Abstract

High-energy x-ray diffraction from molten and glassy BaB2O4 and BaB4O7 has been performed using aerodynamic levitation and laser heating over a wide range of temperatures. Remarkably, even in the presence of a heavy metal modifier dominating x-ray scattering, it was possible to extract accurate values for the tetrahedral, sp3, boron fraction, N4, which declines with increasing temperature, using bond valence-based mapping from the measured mean B-O bond lengths while accounting for vibrational thermal expansion. These are used within a boron-coordination-change model to extract enthalpies, ΔH, and entropies, ΔS, of isomerization between sp2 and sp3 boron.

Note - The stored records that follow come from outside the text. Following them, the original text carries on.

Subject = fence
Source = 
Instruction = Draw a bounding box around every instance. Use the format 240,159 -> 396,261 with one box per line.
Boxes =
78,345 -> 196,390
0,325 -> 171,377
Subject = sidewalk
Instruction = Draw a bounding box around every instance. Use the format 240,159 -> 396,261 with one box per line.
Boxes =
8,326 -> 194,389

The results for BaB4O7, ΔH = 22(3) kJ mol-1 boron, ΔS = 19(2) J mol-1 boron K-1, agree quantitatively with those found previously for Na2B4O7. Analytical expressions for N4(J, T) and associated configurational heat capacity, CPconf(J, T), and entropy, Sconf(J, T), contributions are extended to cover a wide composition range 0 ≤ J = BaO/B2O3 ≤ 3 using a model for ΔH(J) and ΔS(J) derived empirically for lithium borates. Maxima in the CPconf(J, Tg) and fragility index contributions are thereby predicted for J ≲ 1, higher than the maximum observed and predicted in N4(J, Tg) at J ≃ 0.6. We discuss the utility of the boron-coordination-change isomerization model in the context of borate liquids containing other modifiers and the prospect of neutron diffraction to aid in empirical determinations of modifier-dependent effects, illustrated by new neutron diffraction data on Ba11B4O7 glass, its well-known α-polymorph, and lesser-known δ-phase.